- Despite investing billions of dollars in promising genome research, Canada remains the only G7 nation without specific protections in place to prevent genetic discrimination.
- Failure to safeguard genetic test information will have lasting consequences for the health and wellbeing of all Canadians.
- Concerted action is required at both federal and provincial levels to ensure that Canadians cannot be discriminated against based on their genes, regardless of where they work or reside.
- It is time for the law to catch up with science and bring an end to genetic discrimination in Canada.
- We encourage all Members of Parliament to support Bill S-201, the Genetic Non-Discrimination Act, which was passed by the Senate in April 2016.
- We encourage provincial legislatures to pass complementary legislation, with a specific focus on employment and insurance.

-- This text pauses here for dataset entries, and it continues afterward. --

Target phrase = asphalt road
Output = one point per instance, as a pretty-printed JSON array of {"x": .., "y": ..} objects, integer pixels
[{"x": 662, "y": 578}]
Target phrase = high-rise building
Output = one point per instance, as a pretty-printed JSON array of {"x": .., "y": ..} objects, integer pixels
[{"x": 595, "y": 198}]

Canada remains the only G7 country without specific protections in place to prevent genetic discrimination. As a result, Canadians who undergo genetic testing can be compelled by insurance companies and employers to disclose their results and may be denied employment or insurance based on their genes. It is time for the law to catch up with science and bring an end to genetic discrimination in Canada.

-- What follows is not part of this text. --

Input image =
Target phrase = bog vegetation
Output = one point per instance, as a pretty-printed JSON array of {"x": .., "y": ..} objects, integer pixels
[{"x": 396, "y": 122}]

Failure to safeguard genetic test information will have lasting consequences for the health and wellbeing of all Canadians. Citing genetic discrimination, some families do not participate in studies that could have life-changing diagnostic implications for their seriously ill children. Canadians should never have to choose between potentially life-saving medical tests and employment or insurance.
Governments continue to invest billions of dollars in promising genome research, the benefits of which will be diminished and degraded due to genetic discrimination. Given the increasingly important role of genetic testing in identifying, treating, and preventing disease, genetic discrimination is a serious issue about which all Canadians should be concerned.

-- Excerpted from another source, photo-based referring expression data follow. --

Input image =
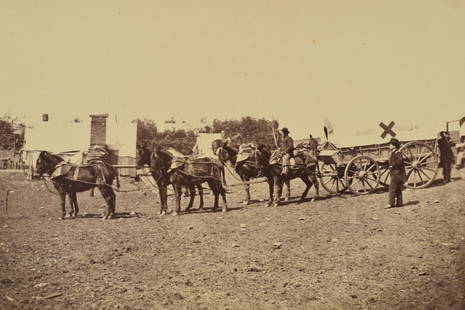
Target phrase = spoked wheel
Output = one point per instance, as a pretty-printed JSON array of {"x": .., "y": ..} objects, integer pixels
[
  {"x": 362, "y": 175},
  {"x": 332, "y": 178},
  {"x": 421, "y": 164}
]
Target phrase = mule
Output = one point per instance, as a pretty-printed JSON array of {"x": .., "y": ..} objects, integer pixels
[
  {"x": 69, "y": 179},
  {"x": 188, "y": 172},
  {"x": 305, "y": 169},
  {"x": 247, "y": 169}
]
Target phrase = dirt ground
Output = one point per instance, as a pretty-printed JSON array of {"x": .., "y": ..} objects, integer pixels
[{"x": 346, "y": 252}]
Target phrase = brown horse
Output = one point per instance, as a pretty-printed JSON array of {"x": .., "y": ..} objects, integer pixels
[
  {"x": 190, "y": 173},
  {"x": 246, "y": 170},
  {"x": 70, "y": 179},
  {"x": 305, "y": 169}
]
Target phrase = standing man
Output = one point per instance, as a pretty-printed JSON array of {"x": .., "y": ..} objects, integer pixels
[
  {"x": 446, "y": 157},
  {"x": 398, "y": 175},
  {"x": 313, "y": 145},
  {"x": 287, "y": 148}
]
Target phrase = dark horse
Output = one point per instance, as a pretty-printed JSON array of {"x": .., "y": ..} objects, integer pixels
[
  {"x": 70, "y": 179},
  {"x": 190, "y": 173},
  {"x": 305, "y": 169},
  {"x": 247, "y": 170}
]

Jewish Canadians are particularly susceptible to genetic discrimination, with the discovery of certain genetic markers disproportionately prevalent among Jews that indicate an elevated risk for breast and ovarian cancer. When tested and treated, those with this marker significantly reduce the chances of developing these cancers. However, fear of discrimination motivates some to forego crucial genetic tests, a decision that could have a serious impact on their health and the health of their families.
There is clear, nonpartisan consensus at the federal level that the status quo must be changed and that Canadians should be protected from genetic discrimination. In previous parliaments, Liberals, Conservatives and New Democrats have introduced legislation, including a government bill, C-68, introduced on June 9, 2015. At a CIJA sponsored debate during the last federal election, representatives of all three parties committed to passing legislation to prohibit genetic discrimination if they were to form government.
Concerted action is required at both federal and provincial levels to ensure that Canadians cannot be discriminated against based on their genes, regardless of where they work or reside.
Federally, we encourage all Members of Parliament to support Bill S-201, the Genetic Non-Discrimination Act, which was passed by the Senate in April 2016.
As insurance and employment are provincial responsibilities, we encourage provincial governments to enact complementary legislation to reinforce the federal initiative.
Given these two important areas of provincial jurisdiction, the Senate sought input from the provinces before passing S-201. Ten of 13 provinces and territories responded. None raised any concern pertaining to the constitutionality of the bill or suggested that genetic discrimination was beyond the purview of the federal government.
This consensus was reinforced by the Senate testimony of Professor Bruce Ryder of Osgoode Hall Law School and Pierre Thibault, Assistant Dean at the University of Ottawa Law School, both of whom consider S-201 to be constitutionally valid.
As Professor Ryder noted, S-201 does not contain a licensing scheme or industry regulations. It places a prohibition on requiring individuals to undergo genetic testing or to disclose the results of a test, and on the use of genetic test results without written consent. These prohibitions apply to “any person,” not a particular industry or type of actor.
The purpose of S-201 is to address a significant social problem across Canada. By prohibiting and penalizing genetic discrimination, Parliament would be encouraging Canadians to undergo genetic testing that offers tremendous, potentially lifesaving, health benefits. This is the objective of S-201, which falls squarely within the federal domain, and we encourage all Members of Parliament to support it.